One thing I notice in the last season or two was the CGI was beginning to look a bit low budget at times. There had been scenes in the past that were done completely with CGI and it looked like something that had come out of the late 90s/early 2000s. This season only had a few minor instances of this cheap graphics work thankfully. In general, the CGI was really ramped up for this season and for the most part looked very good (for a TV show; we’re not talking Doctor Strange levels or anything).
The last few things I want to talk about include spoilers so be warned. I want to come back quickly to that idea of emotional heartache this season and I have to give extra props to Jessica Parker Kennedy for her performance during these pivotal scenes. The one scene in particular that stuck out to me was towards the end of the season after it was outed that Nora had been working with Eobard Thawne to go back in time and stop Cicada. After Barry decides that he can’t trust her any more, he runs her back to the future and tells her to stay there and to not come back. While Grant Gustin did a decent job conveying his pain and betrayal in this scene, it was Jessica that stole the show. With every single word she said you could feel the pain of a young woman who grew up never knowing her father finding a way to meet and connect with him only to be tossed away because of one poor decision that she unwittingly made. After watching this emotional scene I had to pause the show for a minute to fully comprehend the severity of the moment and to appreciate the phenomenal way it was delivered.
Continuing on with the thought from earlier regarding a view on the meta impact on the every-day citizen’s life, I liked how this theme continued as an overarching plot point throughout the season. The latter season story arch regarding the finding of a metahuman cure felt like it actually felt weight and posed a crucial question as to whether this should even exist or not (even if it did give me X-Men: The Last Stand flashbacks). The writing as a whole this season felt as is if there were no throwaway lines, that everything that everyone had said was carefully and deliberately chosen so as to be referenced back later in the season.
One of the few areas this season I felt a little disappointed in was with the finale. The season ends with Nora being wiped from existence, Eobard escaping prison, and the headline alluded to the entire season where Barry disappears during Crisis changing dates from 2022 to 2019. It just felt like the season wasn’t really building to anything at that point except for Crisis.
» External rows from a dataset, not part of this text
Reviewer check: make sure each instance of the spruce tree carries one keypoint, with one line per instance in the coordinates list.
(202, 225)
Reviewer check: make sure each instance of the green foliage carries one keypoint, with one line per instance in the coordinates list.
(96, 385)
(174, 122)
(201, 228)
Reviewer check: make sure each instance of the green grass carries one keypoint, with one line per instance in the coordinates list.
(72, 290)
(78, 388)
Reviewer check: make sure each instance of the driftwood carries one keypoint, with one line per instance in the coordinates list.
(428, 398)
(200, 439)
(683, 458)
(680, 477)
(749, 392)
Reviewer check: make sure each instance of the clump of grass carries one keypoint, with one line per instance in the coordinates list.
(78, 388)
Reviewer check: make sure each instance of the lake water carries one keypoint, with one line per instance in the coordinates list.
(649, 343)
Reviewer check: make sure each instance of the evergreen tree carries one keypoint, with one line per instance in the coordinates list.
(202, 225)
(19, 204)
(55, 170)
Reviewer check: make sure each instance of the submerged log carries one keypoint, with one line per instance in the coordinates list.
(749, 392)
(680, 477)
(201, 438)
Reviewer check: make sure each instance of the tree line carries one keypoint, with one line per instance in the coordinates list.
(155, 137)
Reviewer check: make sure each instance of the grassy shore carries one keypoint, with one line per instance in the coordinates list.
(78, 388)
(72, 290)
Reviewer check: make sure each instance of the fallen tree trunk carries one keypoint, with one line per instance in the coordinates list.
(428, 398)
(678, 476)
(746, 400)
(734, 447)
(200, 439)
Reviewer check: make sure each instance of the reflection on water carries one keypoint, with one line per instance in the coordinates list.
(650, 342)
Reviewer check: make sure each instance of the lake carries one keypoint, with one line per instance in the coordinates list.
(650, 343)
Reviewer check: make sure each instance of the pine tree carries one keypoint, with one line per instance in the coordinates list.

I know that Crisis on Infinite Earths is going to be a massive, Arrowverse shattering event, but the way this season ended it felt like there won’t really be anything for Team Flash to do come the start of Season 6. The season isn’t going to just start with Crisis, so what do we have to look forward to at the start of the new season?
Overall I thoroughly enjoyed this season of The Flash. The writing this season I felt was the best it had been in years, despite a few hiccups here and there and the feeling of being rushed on occasion. The acting was absolutely top-notch which is surprising giving the overall campiness of the show. Other than Crisis I don’t know what’s in store for this show, but I’m sure as hell excited to find out.